FIG. 3.

Effect of bat CoV nsp1 expression on host mRNA stability and protein synthesis. 293 cells were independently transfected with in vitro-synthesized RNA transcripts encoding CAT (CAT), SARS-CoV nsp1 (WT), SCoVnsp1-mt (mt), Rm1 nsp1 (Rm1), 133 nsp1 (133), or HKU9-1 nsp1 (HKU9-1) protein. One hour after RNA transfection, cells were incubated in the absence of ActD (ActD −) or the presence of ActD (ActD +). (A) At 8 h posttransfection, total proteins were extracted. Western blot analysis was performed using anti-myc or anti-β-actin antibodies. (B) Total RNAs were extracted at 8 h posttransfection and used for Northern blot analysis with riboprobes specific for GAPDH, β-actin, and cyclophilin. The abundance of 28S and 18S rRNAs is shown at the bottom. (C and D) Cells were radiolabeled with 20 μCi/ml of [³⁵S]methionine from 6.5 to 7 h after the ActD addition. Equivalent amounts of intracellular proteins were analyzed by sodium dodecyl sulfate-12.5% polyacrylamide gel electrophoresis. (C) The gel was exposed to X-ray film.
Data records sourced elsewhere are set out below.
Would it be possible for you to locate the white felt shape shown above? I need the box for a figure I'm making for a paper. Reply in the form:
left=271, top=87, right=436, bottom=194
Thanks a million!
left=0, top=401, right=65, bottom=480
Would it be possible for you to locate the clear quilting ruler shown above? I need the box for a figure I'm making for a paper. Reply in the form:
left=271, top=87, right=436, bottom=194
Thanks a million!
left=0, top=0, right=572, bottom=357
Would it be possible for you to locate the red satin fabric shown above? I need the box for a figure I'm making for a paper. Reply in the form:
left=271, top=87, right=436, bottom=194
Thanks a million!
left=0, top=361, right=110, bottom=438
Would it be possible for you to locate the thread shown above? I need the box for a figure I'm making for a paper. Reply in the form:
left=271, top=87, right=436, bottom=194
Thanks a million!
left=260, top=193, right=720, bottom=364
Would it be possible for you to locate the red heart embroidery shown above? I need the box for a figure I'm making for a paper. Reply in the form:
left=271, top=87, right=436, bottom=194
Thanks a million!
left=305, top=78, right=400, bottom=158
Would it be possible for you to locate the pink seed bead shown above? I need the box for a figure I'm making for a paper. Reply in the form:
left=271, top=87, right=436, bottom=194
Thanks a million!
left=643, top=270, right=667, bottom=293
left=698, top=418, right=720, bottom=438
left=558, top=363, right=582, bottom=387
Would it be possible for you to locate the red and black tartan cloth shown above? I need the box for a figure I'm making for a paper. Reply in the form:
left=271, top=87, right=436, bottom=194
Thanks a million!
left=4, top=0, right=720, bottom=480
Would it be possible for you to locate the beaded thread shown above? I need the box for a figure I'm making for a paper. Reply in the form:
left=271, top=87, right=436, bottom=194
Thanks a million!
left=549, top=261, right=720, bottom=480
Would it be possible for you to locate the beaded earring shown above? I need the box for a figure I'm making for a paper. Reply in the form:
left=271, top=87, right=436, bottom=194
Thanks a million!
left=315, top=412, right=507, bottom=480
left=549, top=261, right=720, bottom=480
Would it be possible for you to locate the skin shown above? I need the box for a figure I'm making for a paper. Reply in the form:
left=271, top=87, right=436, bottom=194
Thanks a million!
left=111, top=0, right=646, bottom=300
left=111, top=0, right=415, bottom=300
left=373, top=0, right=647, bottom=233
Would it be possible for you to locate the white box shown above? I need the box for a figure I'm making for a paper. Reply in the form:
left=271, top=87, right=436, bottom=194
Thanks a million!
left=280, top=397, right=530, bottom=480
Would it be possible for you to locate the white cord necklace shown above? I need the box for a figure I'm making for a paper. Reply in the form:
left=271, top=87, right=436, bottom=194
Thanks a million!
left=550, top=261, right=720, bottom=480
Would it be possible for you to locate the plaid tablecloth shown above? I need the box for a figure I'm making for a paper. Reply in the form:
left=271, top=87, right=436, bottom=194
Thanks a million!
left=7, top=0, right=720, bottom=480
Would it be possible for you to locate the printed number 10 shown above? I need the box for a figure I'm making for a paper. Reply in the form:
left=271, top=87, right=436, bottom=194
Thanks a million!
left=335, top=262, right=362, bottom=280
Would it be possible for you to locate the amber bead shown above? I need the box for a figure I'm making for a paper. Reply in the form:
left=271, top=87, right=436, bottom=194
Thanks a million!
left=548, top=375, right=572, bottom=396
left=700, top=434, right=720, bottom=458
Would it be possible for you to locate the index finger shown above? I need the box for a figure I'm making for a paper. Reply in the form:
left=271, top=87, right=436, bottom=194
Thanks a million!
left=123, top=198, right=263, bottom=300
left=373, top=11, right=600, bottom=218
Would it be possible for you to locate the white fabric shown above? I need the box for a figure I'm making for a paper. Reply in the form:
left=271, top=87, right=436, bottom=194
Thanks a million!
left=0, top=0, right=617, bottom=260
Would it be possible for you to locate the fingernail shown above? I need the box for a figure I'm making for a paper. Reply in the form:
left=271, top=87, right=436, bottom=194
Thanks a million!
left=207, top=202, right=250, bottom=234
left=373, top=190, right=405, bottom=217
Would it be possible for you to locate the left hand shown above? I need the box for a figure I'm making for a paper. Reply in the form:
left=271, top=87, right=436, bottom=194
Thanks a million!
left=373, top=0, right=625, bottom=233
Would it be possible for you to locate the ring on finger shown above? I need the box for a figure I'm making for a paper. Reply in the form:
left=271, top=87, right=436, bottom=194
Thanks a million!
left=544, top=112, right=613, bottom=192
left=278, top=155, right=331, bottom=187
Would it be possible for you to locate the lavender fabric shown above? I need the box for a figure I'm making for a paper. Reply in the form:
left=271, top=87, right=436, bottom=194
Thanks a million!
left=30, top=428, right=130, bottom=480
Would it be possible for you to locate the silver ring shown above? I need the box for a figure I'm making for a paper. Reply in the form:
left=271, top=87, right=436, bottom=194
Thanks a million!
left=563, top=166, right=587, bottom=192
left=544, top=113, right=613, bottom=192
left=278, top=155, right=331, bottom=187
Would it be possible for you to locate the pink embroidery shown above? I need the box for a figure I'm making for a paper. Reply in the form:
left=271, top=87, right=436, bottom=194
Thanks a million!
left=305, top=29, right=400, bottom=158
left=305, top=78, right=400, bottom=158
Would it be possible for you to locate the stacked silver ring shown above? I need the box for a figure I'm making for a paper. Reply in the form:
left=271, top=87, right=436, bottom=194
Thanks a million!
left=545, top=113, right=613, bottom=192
Phosphorimager analysis was performed to determine the level of host protein synthesis, and the numbers below the lanes represent the percentages of radioactivity relative to that for cells transfected with CAT RNA (% of CAT). The boxes indicate the regions of the gel used for phosphorimager analysis. Representative data from two independent experiments are shown. (D) The gel was stained with colloid Coomassie blue.